Paradossalmente, in un tempo di privatizzazione l’economia è centralizzata al potere politico che lo ha acquisito grazie alle speculazioni truffaldine realizzate nel sistema finanziario e fa oggi di Milosevic e dei suoi compagni d’affari, proprietari peraltro delle banche off-shore di Cipro, dove vengono riciclati i capitali delle mafie di tutto il Mediterraneo, un riferimento per la criminalità organizzata di mezzo mondo.
Allora, è il caso di dire: Milosevic non è Hitler. Per questo è ancora più pericoloso. E’ un modello più moderno, più attuale. In qualche modo la società civile, così come rimane dalla pulizia sociale che è stata fatta, ha trovato, a partire dagli intellettuali, per arrivare all’informazione, alla funzione pubblica e ai settori produttivi, i propri spazi di interesse in questo sistema. Hanno creduto di potersi arricchire.
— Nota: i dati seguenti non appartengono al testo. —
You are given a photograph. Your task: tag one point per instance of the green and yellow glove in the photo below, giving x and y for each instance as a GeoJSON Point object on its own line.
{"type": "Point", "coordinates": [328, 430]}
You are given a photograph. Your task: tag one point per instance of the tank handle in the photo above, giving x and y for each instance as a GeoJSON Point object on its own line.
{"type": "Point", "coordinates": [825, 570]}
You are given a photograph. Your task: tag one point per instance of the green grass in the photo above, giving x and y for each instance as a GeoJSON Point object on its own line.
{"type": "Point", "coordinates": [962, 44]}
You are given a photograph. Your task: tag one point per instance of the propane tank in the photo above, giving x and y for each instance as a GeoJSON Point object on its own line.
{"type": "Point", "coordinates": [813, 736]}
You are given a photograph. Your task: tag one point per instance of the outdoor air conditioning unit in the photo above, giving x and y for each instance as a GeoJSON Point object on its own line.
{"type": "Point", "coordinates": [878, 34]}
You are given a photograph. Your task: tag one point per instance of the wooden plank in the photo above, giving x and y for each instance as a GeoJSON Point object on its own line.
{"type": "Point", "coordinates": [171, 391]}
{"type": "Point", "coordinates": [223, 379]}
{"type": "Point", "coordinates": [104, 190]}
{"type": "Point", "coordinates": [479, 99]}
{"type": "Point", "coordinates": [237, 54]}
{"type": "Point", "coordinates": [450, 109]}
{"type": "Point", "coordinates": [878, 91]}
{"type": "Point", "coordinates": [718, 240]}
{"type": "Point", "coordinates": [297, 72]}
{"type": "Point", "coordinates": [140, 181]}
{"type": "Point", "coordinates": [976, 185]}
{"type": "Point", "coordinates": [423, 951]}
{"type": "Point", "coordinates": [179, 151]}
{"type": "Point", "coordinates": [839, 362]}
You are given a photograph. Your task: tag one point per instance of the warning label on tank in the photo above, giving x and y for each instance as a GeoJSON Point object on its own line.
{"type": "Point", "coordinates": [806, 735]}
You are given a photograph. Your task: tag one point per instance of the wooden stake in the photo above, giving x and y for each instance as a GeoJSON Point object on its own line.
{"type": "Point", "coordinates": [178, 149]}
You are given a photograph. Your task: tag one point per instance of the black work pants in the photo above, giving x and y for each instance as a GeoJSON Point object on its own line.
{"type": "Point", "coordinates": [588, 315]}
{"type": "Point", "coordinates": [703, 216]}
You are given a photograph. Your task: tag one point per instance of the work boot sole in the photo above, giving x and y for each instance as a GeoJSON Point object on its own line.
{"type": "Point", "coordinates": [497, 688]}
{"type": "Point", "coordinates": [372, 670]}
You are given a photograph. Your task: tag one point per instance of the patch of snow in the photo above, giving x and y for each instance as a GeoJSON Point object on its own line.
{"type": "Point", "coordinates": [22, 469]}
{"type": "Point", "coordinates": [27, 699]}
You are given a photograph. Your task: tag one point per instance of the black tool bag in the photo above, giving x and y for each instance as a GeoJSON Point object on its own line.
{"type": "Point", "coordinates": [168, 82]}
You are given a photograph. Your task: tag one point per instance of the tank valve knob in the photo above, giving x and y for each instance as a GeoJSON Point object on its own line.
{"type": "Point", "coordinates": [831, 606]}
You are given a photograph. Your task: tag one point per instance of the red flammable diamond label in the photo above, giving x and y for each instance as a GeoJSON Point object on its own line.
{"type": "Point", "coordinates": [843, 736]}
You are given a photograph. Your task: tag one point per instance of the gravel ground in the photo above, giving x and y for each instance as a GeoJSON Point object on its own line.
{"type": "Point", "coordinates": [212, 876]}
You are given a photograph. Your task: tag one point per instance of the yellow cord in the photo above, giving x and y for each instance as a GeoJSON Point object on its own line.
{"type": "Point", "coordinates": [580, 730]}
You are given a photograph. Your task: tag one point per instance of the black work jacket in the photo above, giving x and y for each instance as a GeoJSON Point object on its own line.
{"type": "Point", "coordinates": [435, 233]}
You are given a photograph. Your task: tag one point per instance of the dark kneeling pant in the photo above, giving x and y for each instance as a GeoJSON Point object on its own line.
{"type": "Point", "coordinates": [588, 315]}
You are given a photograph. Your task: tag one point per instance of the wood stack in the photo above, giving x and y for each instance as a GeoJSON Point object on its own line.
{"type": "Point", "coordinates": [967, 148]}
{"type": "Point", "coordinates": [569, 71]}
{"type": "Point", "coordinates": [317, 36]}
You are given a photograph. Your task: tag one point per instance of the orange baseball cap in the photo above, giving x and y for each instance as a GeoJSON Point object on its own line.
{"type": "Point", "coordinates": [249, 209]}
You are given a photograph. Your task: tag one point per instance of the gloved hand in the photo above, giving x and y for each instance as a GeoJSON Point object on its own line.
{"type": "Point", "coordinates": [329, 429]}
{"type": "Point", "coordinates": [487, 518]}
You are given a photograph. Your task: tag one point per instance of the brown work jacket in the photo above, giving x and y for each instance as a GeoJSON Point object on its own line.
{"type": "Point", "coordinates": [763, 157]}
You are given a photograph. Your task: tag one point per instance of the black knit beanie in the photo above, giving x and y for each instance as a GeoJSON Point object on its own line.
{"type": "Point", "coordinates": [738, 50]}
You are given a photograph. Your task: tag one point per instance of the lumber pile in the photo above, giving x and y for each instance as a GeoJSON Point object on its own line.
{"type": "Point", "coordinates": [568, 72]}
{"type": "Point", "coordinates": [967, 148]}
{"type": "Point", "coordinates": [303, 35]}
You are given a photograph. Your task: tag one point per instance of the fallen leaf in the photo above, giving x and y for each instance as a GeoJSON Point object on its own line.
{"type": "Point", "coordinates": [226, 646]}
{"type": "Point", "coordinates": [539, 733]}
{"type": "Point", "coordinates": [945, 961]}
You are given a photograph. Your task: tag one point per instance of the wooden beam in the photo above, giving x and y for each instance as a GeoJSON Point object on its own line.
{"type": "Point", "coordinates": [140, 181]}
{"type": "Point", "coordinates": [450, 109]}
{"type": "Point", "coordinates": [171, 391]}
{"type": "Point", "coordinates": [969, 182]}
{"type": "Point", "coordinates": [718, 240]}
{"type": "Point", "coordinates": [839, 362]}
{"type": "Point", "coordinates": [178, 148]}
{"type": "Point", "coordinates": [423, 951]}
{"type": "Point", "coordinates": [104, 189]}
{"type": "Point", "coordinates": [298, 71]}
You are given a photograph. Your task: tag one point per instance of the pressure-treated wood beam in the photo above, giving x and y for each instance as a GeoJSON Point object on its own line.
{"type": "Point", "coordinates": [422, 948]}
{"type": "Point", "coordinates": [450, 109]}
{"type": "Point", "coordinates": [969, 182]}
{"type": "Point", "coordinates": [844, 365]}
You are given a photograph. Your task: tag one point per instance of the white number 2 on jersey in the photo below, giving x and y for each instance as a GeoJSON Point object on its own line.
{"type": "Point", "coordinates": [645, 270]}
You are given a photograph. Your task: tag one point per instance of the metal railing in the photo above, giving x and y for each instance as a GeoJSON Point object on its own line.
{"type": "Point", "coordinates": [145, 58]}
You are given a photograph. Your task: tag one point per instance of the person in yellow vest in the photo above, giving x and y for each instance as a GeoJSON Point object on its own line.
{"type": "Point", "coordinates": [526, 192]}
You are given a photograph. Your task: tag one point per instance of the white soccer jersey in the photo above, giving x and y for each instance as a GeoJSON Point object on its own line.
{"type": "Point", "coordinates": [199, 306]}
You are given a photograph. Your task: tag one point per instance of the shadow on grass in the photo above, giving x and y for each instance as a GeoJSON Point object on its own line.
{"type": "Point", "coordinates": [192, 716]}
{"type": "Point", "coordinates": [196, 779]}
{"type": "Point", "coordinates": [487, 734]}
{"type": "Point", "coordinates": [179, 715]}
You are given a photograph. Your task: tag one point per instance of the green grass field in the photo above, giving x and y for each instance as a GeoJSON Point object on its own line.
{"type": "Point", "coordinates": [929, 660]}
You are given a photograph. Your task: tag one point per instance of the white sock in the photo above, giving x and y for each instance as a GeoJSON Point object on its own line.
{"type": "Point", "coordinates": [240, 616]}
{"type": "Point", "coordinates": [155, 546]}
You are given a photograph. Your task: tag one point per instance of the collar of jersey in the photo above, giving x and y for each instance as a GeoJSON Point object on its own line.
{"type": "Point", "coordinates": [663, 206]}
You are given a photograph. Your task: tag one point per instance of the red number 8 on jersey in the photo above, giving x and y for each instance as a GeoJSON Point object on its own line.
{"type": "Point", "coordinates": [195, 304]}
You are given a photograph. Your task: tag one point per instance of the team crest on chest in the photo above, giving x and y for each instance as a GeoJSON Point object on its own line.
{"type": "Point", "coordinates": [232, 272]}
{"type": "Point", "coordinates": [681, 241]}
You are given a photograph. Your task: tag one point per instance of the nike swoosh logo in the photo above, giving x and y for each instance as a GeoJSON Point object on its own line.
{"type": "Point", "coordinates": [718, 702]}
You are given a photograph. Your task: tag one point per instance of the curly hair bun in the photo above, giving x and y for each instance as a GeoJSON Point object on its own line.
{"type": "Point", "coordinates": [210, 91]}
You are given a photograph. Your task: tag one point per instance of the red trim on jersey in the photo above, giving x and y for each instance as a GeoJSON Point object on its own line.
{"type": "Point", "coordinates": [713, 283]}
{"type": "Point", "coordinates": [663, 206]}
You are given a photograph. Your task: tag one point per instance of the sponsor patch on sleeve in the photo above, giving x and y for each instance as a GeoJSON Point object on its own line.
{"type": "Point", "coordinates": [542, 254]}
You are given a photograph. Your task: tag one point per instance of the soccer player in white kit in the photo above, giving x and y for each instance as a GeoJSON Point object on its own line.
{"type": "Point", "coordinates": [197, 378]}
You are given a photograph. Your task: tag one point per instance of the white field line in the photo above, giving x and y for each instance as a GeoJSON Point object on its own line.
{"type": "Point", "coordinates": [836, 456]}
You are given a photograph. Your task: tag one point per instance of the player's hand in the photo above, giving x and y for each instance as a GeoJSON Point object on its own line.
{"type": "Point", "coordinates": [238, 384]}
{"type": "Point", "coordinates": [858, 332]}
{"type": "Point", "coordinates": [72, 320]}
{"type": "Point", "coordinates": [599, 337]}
Dire che non ci sono responsabilità nella Serbia, è come quando cercano di dirci che gli italiani erano tutti antifascisti e c’era Mussolini, ma era un incidente della storia. Sono favole consolatorie alle quali non conviene cedere perché fanno velo alla comprensione di quello che sta succedendo.
Conclusioni
Finisco dicendo che è stata un’operazione criminale, illegittima e sbagliata iniziare questa guerra perché questa guerra era voluta da tutte le parti: era voluta dall’Uck, per realizzare il programma di indipendenza del Kossovo al di là delle scelte di diritto internazionale e per diventare la classe dirigente del nuovo Kossovo scavalcando le rappresentanze democratiche di quella popolazione; era voluta dalla Nato per ridefinire il disegno strategico del proprio controllo su quell’area; era voluta da Milosevic per consolidare il suo potere all’interno e perché, consapevole dell’importanza strategica di questa guerra, Milosevic sapeva di poter tirare in lungo e giocare il tutto per tutto senza perdere appoggi importanti. Iniziare questa guerra è stata un’operazione criminale. Purtroppo iniziare una guerra è come aprire una centrale nucleare: non basta poi chiuderla e pensare di aver risolto il problema. Ci sono processi che ormai vanno avanti e coi quali bisogna confrontarsi non più con le parole d’ordine astratte del passato perché sarebbe un’ingenuità ai limiti della connivenza.